Comment 4 for bug 127535

Revision history for this message
Florian Effenberger (floeff) wrote : Re: Gutsy Alpha 3: GNOME setup does not start

Thanks a lot for your reply!

This is the normal (i.e. not "alternative") desktop live CD for x86. It is Ubuntu, not Kubuntu.

Until now, it was this:
X came up, I saw the GNOME starting dialogue with the animated system icons, I saw the normal background (but not the image, only the colour) and a mouse cursor, but that's it. When pressing Ctrl+Alt+Backspace, the background flashed once and the mouse cursor disappeared. Doing Ctrl+Alt+Backspace a second time didn't work. When booting up in safe mode, the boot worked, but I received the "error initializing HAL" error message in a GNOME dialog box.
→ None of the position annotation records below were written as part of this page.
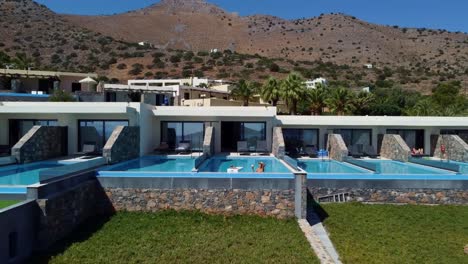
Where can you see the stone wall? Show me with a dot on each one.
(410, 196)
(41, 143)
(61, 213)
(455, 148)
(123, 144)
(278, 146)
(337, 149)
(208, 142)
(275, 203)
(395, 148)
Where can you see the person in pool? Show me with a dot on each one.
(261, 167)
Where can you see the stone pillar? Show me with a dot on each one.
(336, 147)
(395, 148)
(123, 144)
(208, 142)
(300, 198)
(455, 148)
(278, 146)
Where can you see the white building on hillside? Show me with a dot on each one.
(312, 84)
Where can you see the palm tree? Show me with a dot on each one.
(317, 99)
(340, 101)
(361, 103)
(293, 89)
(244, 91)
(271, 91)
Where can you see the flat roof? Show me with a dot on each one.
(215, 111)
(31, 73)
(65, 107)
(364, 121)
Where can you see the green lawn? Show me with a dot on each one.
(4, 204)
(398, 234)
(184, 237)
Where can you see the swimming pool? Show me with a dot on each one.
(155, 164)
(403, 168)
(223, 163)
(329, 166)
(23, 175)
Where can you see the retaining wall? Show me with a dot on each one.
(395, 148)
(123, 144)
(455, 148)
(41, 143)
(410, 196)
(337, 147)
(278, 146)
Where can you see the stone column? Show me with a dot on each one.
(300, 198)
(336, 147)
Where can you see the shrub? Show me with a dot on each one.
(122, 66)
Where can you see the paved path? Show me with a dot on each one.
(319, 240)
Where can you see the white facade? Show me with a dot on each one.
(150, 119)
(312, 84)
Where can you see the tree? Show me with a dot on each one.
(316, 98)
(245, 91)
(271, 91)
(362, 102)
(60, 95)
(340, 101)
(292, 90)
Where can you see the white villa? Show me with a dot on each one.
(230, 124)
(312, 84)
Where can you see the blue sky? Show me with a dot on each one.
(437, 14)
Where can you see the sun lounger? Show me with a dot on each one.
(370, 151)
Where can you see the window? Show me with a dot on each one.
(175, 132)
(76, 87)
(300, 138)
(97, 132)
(231, 132)
(413, 138)
(355, 136)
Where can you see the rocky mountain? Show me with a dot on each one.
(181, 32)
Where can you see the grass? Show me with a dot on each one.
(4, 204)
(184, 237)
(398, 234)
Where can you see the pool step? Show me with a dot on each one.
(334, 198)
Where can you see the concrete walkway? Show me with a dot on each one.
(319, 240)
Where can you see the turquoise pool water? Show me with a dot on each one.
(329, 166)
(222, 164)
(155, 164)
(24, 174)
(397, 167)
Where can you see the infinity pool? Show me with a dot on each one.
(222, 164)
(329, 166)
(28, 174)
(155, 164)
(404, 168)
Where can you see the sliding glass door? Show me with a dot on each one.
(173, 133)
(97, 132)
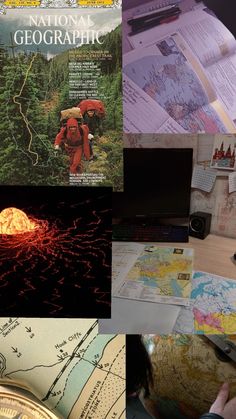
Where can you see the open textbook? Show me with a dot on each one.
(61, 93)
(152, 273)
(71, 369)
(181, 77)
(213, 306)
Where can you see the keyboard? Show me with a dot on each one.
(150, 233)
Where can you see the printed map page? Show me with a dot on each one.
(187, 374)
(74, 371)
(213, 306)
(160, 274)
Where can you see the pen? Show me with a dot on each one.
(154, 22)
(150, 19)
(153, 12)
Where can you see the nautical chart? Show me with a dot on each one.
(74, 371)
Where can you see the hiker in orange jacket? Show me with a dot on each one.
(76, 143)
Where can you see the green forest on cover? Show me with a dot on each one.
(44, 95)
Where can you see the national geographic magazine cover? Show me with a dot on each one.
(60, 93)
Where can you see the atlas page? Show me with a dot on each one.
(46, 357)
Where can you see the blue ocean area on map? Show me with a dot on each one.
(83, 369)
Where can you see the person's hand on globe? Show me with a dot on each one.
(222, 406)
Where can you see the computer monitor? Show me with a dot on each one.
(157, 184)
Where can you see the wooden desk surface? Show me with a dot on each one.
(213, 254)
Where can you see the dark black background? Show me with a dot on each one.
(79, 219)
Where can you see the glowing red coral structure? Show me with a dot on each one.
(14, 221)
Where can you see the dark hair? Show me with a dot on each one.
(138, 366)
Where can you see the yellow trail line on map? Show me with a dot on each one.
(22, 114)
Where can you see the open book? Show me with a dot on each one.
(152, 273)
(181, 77)
(72, 370)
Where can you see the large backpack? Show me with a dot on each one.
(71, 113)
(95, 104)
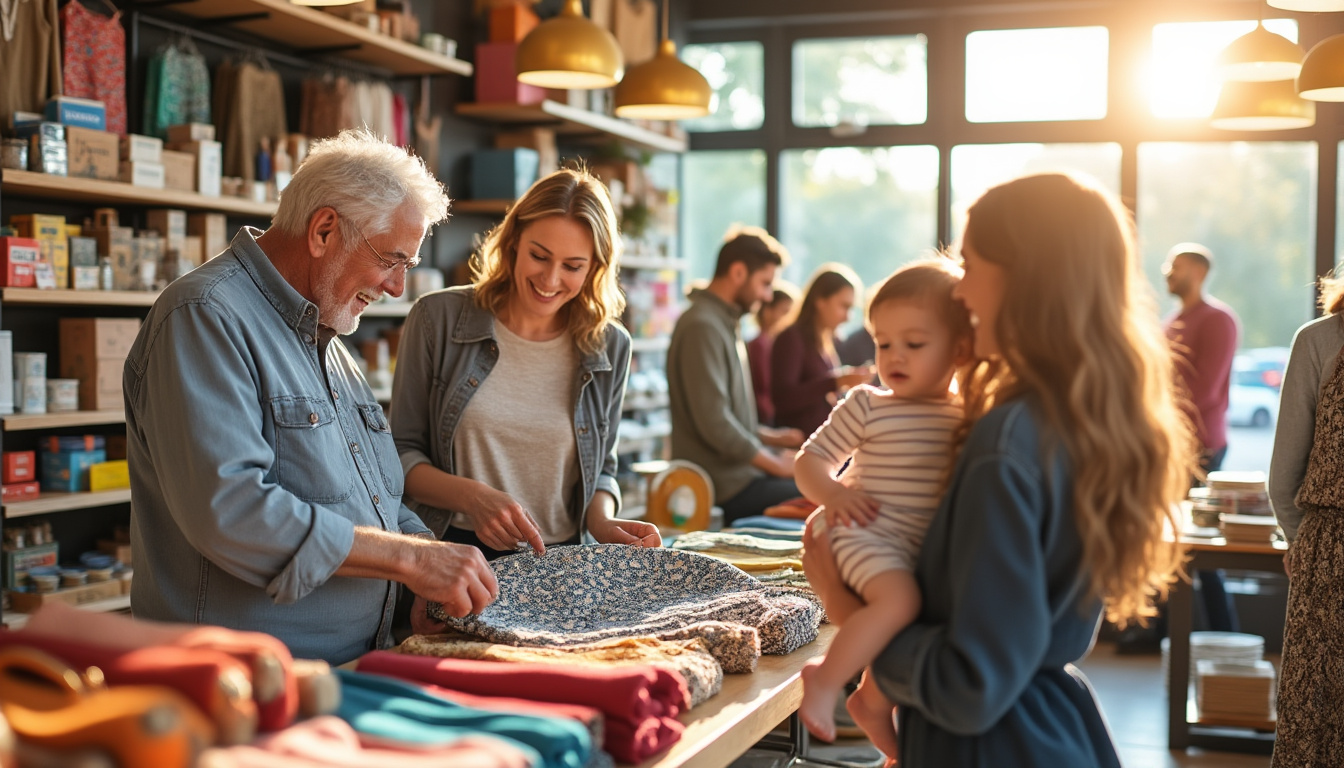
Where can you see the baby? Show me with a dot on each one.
(898, 443)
All of a sudden, it works! I use the same machine and the same CD-R I tried to boot up from before, and it works even with the non-safe mode!
I tried leaving the default resolution in the CD's GRUB boot menu on "VGA", then it worked. However, the 1600x1200 are being detected and displayed correctly as soon as GNOME starts up.

Once, I had nautilus, panel and evolution-alarm-notify crashing, but the it didn't occur again.

Messages during the bootup on console are something like
- intel_rng: FWH not detected
and
- four files not found:
/var/lib/acpi-support/system-manufacturer
/var/lib/acpi-support/system-product-name
/var/lib/acpi-support/system-version
/var/lib/acpi-support/bios-version
(By the way, I think I didn't see the console when booting up directly in 1600x1200)

I think I tried out leaving the resolution at VGA even before (but I am not 100% sure), so here are some changes I did the last days on my machine:
- I repartitioned my hard drive, removing my previously existing Vista partition and installed XP again
- I updated my BIOS to the most recent one (had also a recent one before, but a new version came out some weeks ago)

I read the HAL error can be caused by mounting errors, so maybe the Vista partition was the culprit?

In conclusion, my bug seems to be partially invalid, but Ubuntu still doesn't boot up correctly with 1600x1200 when I set this in the CD's GRUB bootloader.